The Key Stage 3 curriculum is designed to prepare students for the rigours of the GCSE examinations and to support them to develop the resilience needed for all exam qualifications. As a result, each unit of study culminates in an exam style assessment which assesses how students have revised, how they respond in exam conditions and how they meet the exam criteria. There are three key assessment points across each year to ensure that we can measure students’ progress. There is a baseline, interim and summative assessment assessing student’s abilities in both reading and writing.
Students begin by developing core literacy and reading skills. Writing for a real audience (a letter to their primary school) sees students recognise the need for accuracy in punctuation and spelling and to develop an interest in the reader through the use of effective vocabulary. Analysis of a full text, leading to creative writing, is assessed through the reading of Rundell’s ‘Roof-toppers’ where students infer character attributes and analyse language.
The relationships in Shakespeare’s comedy ‘A Midsummer Night’s Dream’ are studied for students to understand that the themes and ideas in Shakespeare’s plays are still relevant today.
Finally, the summer term is spent reading and writing poetry, culminating in the successful, annual event that is the Year 7 Poetry Reading Competition.
In Year 8 we aim to challenge students both in content and ideas. Skills of analysis learnt in Year 7 are now applied to richer and more challenging texts and concepts.
David Grant’s ‘Angels’, a play about the impact of bullying in schools, is used as a stimulus for students to consider the ideas that surround bullying and to use this to write a newspaper article on the subject.
Students are next encouraged to respond personally and to understand the context of WWI by reading Michael Morpurgo’s ‘Private Peaceful’. Analysis of the effectiveness of Morpurgo’s language in conveying this period of history to a modern reader will be the focus of the end of unit assessment.
Political texts and the impact of digital media will be the final written assessment as students will analyse then apply language skills to persuade and influence.
Finally, a literary anthology of extracts and poems from Sophocles to Carol Ann Duffy will see students analyse how writers have written about the theme madness across time.

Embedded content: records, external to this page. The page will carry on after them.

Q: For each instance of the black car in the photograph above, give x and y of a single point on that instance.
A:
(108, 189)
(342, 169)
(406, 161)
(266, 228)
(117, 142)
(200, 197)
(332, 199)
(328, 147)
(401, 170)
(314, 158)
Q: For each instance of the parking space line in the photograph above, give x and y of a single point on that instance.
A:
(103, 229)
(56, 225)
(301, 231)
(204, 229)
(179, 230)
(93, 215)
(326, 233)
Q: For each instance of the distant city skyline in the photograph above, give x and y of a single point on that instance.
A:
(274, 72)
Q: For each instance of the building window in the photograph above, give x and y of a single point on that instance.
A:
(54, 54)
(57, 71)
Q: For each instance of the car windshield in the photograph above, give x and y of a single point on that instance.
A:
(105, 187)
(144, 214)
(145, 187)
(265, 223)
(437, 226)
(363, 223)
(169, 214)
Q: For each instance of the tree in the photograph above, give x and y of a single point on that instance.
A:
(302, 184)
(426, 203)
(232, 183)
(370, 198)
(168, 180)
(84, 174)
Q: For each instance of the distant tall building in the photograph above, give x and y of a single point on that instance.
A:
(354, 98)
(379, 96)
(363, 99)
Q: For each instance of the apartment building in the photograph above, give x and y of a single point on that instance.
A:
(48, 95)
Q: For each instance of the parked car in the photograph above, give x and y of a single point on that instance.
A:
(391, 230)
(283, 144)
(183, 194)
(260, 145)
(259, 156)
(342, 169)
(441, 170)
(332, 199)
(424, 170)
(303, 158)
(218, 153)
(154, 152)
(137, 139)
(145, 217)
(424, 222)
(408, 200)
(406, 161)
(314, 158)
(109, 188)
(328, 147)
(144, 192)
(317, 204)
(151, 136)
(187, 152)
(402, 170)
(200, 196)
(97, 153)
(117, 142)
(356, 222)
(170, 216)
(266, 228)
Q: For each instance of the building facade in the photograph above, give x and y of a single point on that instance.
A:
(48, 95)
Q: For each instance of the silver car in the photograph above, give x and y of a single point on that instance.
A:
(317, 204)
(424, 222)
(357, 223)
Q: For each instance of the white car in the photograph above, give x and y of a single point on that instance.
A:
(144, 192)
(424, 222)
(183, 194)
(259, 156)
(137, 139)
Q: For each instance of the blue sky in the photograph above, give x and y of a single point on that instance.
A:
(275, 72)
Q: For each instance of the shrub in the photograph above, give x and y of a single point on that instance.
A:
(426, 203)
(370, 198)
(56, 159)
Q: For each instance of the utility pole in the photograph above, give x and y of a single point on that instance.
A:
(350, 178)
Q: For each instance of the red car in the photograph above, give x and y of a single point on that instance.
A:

The Year 9 English curriculum is designed to fully prepare students for the demands of the GCSE course that they will undertake in Year 10. Students will develop their reading, inference and analytical skills by reading and responding to challenging ideas surrounding the texts they study. Colonialism in Shakespeare’s ‘The Tempest’ and the dystopian fictional elements in ‘1984’ and ‘The Hunger Games’ are studied as well as universal themes in John Steinbeck’s classic ‘Of Mice and Men’. Students develop creative writing skills, by writing in response to picture stimuli, and then progress to writing non-fiction texts where they argue their own viewpoints.